Source:  State Library of Queensland (2016), Queensland Public Libraries February 2016, http://data.gov.au/dataset/queensland-public-libraries (Accessed 27 April, 2016)


22 April 2016

Playing with Periscope

I had a little play with Periscope live broadcasting app just to see how it worked.

The video quality is not wonderful, so there are limitations on how you could use this. Sound was OK.

Here is my test. It requires that app for viewing.

15 April 2016

Research Data Thing 6/23 - Data Curation & Preservation

I found the list of preservation tools listed on the ANDS data preservation page very helpful as they led me on a path through to more tools and services such as MyExperiment where researchers can share their experiment workflows and plans.

Perusing the University policies on digital preservation highlights the need for suitable resourcing to be allocated to ensure that appropriate curation is carried out. The metadata requirements are much more than simple description of the research data. It must be extended to preservation metadata such as

  • Provenance as it changes over time
  • Authenticity
  • What actions have been taken with the data eg. copying to new file formats
  • What technology is required to access the data. This will also change over time with format obsolescence
  • Rights management - this too can change over time for example embargo periods will lapse and data may then become open

Additionally institutions must commit to forward resourcing to maintain and upgrade preservation activities and systems.

This week I went through all three of the things and had a little play with DROID provided by the UK National Archives as well. Excellent if you have a need to quickly identify batches of file formats to be managed. It links to the Pronom file format registry to give you more information about each file type.
Droid identifying digital objects in a folder

11 April 2016

Research Data Thing 5/23 - Data Sharing

One of the questions raised in Thing 5 is about different ways to make data more openly available.

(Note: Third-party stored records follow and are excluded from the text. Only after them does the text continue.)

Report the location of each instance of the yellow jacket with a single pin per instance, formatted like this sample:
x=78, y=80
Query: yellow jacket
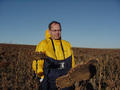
x=46, y=47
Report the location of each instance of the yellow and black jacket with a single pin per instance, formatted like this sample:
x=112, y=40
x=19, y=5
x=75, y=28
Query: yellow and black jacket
x=55, y=52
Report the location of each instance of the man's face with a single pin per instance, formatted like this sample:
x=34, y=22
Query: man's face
x=55, y=31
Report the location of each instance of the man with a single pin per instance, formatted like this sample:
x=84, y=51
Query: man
x=59, y=58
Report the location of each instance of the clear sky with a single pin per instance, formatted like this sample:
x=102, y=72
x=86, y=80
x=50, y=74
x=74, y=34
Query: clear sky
x=85, y=23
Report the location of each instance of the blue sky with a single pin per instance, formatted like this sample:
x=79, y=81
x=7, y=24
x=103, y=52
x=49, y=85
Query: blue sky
x=85, y=23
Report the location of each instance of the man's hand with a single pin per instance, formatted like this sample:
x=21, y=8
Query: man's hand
x=41, y=79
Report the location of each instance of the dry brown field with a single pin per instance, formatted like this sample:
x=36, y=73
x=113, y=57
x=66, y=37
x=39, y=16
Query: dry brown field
x=16, y=70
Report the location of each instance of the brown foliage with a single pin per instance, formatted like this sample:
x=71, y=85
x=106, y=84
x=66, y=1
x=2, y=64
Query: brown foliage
x=16, y=70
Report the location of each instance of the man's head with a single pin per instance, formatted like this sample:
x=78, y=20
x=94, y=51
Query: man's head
x=55, y=30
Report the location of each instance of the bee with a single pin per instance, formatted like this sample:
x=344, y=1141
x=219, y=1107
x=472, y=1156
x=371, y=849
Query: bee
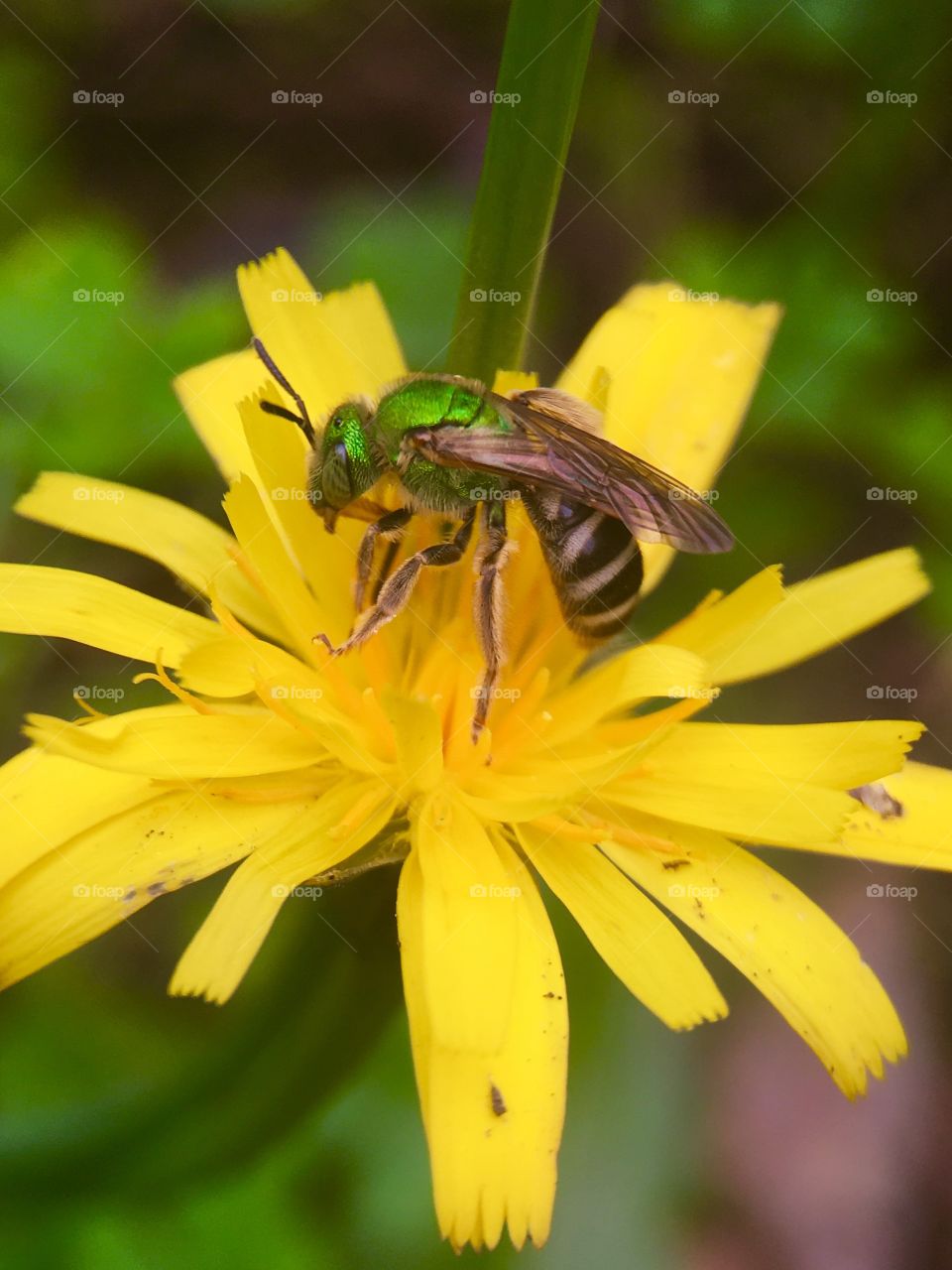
x=458, y=449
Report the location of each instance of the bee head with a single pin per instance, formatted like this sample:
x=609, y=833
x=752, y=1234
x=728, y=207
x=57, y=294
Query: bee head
x=345, y=465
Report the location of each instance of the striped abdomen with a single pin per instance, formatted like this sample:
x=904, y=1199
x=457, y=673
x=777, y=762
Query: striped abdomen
x=594, y=562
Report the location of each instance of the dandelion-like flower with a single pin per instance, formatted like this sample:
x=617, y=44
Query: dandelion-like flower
x=293, y=765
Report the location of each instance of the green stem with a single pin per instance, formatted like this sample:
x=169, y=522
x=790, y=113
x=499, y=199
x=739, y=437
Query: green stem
x=546, y=51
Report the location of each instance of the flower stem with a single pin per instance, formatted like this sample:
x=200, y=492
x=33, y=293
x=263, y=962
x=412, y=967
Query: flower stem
x=535, y=104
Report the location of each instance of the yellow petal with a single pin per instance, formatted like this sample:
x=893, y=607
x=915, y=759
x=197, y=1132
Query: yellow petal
x=636, y=940
x=327, y=347
x=321, y=834
x=189, y=545
x=245, y=742
x=837, y=754
x=33, y=824
x=783, y=943
x=675, y=375
x=493, y=1116
x=218, y=668
x=62, y=603
x=815, y=615
x=468, y=928
x=280, y=579
x=721, y=622
x=648, y=671
x=326, y=561
x=209, y=395
x=107, y=873
x=757, y=802
x=919, y=834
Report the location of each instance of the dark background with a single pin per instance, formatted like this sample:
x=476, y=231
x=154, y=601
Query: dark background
x=726, y=1150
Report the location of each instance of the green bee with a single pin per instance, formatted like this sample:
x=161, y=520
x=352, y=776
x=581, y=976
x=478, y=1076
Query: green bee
x=462, y=451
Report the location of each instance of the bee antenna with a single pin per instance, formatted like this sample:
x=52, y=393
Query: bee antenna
x=302, y=420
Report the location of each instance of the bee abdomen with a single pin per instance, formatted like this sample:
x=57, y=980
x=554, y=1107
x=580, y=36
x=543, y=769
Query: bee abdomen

I'm not sure whether there are shades of openness, but I think there are certainly open data sets which are more easily found and accessed than others. Factors include:

  • marketing/promotion - are researchers and data stewards communicating at appropriate times about the data? On release, at time of updates, augmentation, new data formats released etc, when related topics are in the news.
  • audience targeting - are the communications in the most relevant channels as well as more generally for those serendipitous connections
  • search engine optimisation - is the repository well indexed and is the data description good
  • identification of the data - the use of DOIs for journal articles is now starting to expand to data sets. In Australia ANDS DOI service is expanding to cover grey literature. This provides a unique identifier that can be used in other services (altmetrics and research data management systems, etc) and I believe this would have a spin off effect of improving findability.